I don't know about you but text outputs from *my* code are usually pretty boring. Well, I got a bit fed up with this recently and looked into how to make them less boring. Turns out all we need is a very basic `HTML`tag and simple code. 

This has proved to be very useful. In particular, I have found this to be particularly helpful when I am working with **text output from an LLM and want to highlight different parts of the text**.

Let me show you how.

## Intuition

The basic approach is super simple.

We import a couple of helper functions that Jupyter uses to print out HTML. This is a one-time thing you do at the top of the notebook (like you would do with `numpy` or `pandas`).

`from IPython.display import display, HTML`

For any text that we want to make colorful:
1. Write code to (a) put the words you want to display nicely in an HTML `<span>` tag (b) "style" the tag with the right color, font etc (don't worry if this stuff doesn't make sense - the examples below will make it clear).

2. Ask Jupyter to render the output as HTML.

That's it.

(BTW, if you are curious, you can read about the `<span>` tag [here](https://www.w3schools.com/tags/tag_span.asp)) 


## Examples

OK, let's get the import out of the way.

In [180]:
from IPython.display import display, HTML

### Example #1

Consider the sentence *"To err is human"*.

I will print the boring version first.

In [181]:
text = "To err is human"

print(text)

To err is human


How about we give a different color to each word?

In [182]:
text  = ("<span style='color: blue'>To </span>"
         "<span style='color: black'>err </span>"
         "<span style='color: green'>is </span>"
         "<span style='color: red'>human.</span>")

Things to note:
- We construct a string one word at a time.
- We place each word between `<span>` and `</span>` tags. BTW, it doesn't have to be just a single word. You can place a whole sentence inside the span tag if you want.
- The `style=...` attribute of each span tag is where the magic happens. This is where we set the color and other formatting we want to do.

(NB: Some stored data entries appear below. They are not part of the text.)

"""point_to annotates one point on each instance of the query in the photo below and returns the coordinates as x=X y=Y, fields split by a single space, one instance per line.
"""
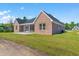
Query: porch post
x=29 y=27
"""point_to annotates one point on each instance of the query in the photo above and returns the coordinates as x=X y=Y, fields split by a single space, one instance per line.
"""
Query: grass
x=66 y=44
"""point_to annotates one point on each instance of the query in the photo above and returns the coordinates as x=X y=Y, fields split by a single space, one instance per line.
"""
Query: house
x=44 y=23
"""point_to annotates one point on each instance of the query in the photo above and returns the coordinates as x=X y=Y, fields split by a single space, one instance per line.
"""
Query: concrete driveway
x=8 y=48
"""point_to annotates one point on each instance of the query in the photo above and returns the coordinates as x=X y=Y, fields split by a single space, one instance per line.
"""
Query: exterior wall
x=16 y=25
x=57 y=28
x=43 y=19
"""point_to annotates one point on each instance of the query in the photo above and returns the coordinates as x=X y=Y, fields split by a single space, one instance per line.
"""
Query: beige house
x=44 y=23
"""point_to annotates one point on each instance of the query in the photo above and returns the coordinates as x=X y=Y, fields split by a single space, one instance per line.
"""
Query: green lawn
x=58 y=44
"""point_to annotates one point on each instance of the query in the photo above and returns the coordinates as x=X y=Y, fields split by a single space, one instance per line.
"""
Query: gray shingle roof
x=20 y=21
x=53 y=18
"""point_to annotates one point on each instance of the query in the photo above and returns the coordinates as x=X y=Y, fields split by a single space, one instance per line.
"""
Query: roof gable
x=52 y=18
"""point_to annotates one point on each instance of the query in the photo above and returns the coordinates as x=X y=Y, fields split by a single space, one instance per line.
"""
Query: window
x=42 y=26
x=16 y=27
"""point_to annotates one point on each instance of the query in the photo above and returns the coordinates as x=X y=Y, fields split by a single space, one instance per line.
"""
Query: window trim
x=42 y=26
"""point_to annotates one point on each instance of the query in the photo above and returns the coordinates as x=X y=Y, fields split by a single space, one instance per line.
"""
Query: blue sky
x=65 y=12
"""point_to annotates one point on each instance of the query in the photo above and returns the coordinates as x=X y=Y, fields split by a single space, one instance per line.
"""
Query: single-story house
x=44 y=23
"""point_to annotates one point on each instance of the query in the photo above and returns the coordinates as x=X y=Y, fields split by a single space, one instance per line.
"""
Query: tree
x=72 y=24
x=67 y=27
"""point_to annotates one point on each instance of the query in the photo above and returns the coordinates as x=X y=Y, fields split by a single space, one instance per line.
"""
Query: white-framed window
x=42 y=26
x=16 y=27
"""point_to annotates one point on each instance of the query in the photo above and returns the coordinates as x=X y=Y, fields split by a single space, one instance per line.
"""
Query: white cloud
x=22 y=8
x=7 y=19
x=4 y=12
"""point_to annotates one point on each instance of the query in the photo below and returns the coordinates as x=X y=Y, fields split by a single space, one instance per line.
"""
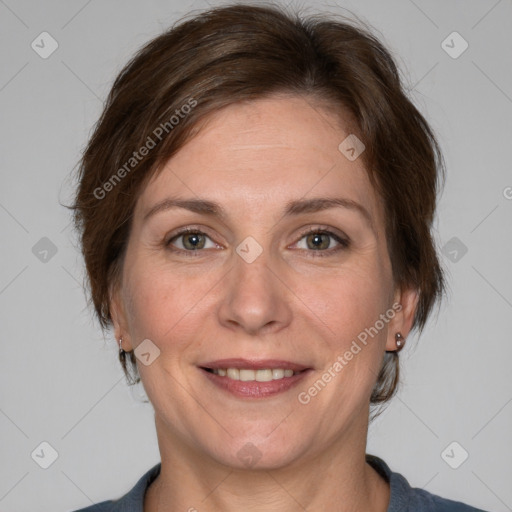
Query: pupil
x=193 y=241
x=317 y=241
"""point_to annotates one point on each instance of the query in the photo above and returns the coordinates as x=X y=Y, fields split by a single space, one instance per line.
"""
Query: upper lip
x=254 y=364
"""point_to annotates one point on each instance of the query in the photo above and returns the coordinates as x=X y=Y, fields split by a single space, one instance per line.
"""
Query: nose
x=255 y=300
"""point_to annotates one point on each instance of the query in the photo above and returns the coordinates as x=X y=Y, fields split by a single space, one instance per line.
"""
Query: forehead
x=264 y=152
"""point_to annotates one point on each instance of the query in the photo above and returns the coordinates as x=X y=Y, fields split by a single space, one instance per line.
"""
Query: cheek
x=163 y=302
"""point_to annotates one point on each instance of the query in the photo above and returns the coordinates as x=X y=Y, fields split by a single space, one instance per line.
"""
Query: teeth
x=247 y=375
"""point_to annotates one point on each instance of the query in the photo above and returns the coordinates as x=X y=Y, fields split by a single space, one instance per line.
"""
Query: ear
x=119 y=317
x=404 y=305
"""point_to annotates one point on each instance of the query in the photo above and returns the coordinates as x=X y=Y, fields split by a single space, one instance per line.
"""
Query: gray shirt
x=404 y=498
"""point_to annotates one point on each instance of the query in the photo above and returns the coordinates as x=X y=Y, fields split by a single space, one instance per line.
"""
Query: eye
x=322 y=241
x=190 y=240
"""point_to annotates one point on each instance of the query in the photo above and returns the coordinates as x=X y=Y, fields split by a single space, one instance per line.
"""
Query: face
x=273 y=277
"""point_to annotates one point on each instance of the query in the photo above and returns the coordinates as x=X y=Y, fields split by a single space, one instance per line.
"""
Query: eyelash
x=343 y=243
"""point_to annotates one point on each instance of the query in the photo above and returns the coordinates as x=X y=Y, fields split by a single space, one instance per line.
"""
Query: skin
x=290 y=303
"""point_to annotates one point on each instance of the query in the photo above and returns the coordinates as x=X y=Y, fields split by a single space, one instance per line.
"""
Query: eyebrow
x=296 y=207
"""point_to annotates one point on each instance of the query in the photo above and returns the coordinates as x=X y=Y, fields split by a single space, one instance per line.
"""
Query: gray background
x=60 y=381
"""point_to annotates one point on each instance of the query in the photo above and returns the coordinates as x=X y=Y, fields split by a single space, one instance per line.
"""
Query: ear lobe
x=117 y=313
x=404 y=317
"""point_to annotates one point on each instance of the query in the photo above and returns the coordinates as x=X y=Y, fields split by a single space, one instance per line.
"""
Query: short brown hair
x=241 y=53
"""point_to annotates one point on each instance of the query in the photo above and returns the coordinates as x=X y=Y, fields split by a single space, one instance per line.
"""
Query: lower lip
x=255 y=389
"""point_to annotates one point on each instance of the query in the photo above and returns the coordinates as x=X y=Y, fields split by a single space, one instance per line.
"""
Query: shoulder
x=132 y=501
x=405 y=498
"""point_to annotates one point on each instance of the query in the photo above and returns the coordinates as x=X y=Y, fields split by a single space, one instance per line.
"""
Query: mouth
x=254 y=378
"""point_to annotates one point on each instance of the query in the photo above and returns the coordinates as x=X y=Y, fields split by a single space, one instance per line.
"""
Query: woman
x=255 y=207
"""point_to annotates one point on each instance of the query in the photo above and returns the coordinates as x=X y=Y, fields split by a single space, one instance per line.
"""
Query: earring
x=399 y=341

Next, we tell Jupyter to print this string out as HTML.

In [183]:
display(HTML(text))

Simple, right?

---
Apart from changing the color, you can change the formatting in many ways.

I asked ChatGPT what formatting choices are available and here's the loooooong [response](https://chatgpt.com/share/68001aad-15dc-8009-b9ff-d5f60cab54a1).

Here's a screenshot of just part of ChatGPT's response:

![image.png](attachment:961e2780-f8dc-4944-9b1f-9ca5456912bc.png)

---
Just for fun, let's 
- italicise "To"
- change "err" to white on a black background
- make "is" bold
- underline "human"

In [184]:
text  = ("<span style='color: blue; font-style: italic'>To </span>"
         "<span style='color: white; background-color: black'>err</span>"
         "<span style='color: green; font-weight: bold'> is </span>"
         "<span style='color: red; text-decoration: underline'>human.</span>")

In [185]:
display(HTML(text))

Yikes, this looks ugly, sorry. Anyway, I just wanted to convey how easy it is to change the formatting.

## Example 2

Let's look at a quick example to show how to do this **dynamically** with code.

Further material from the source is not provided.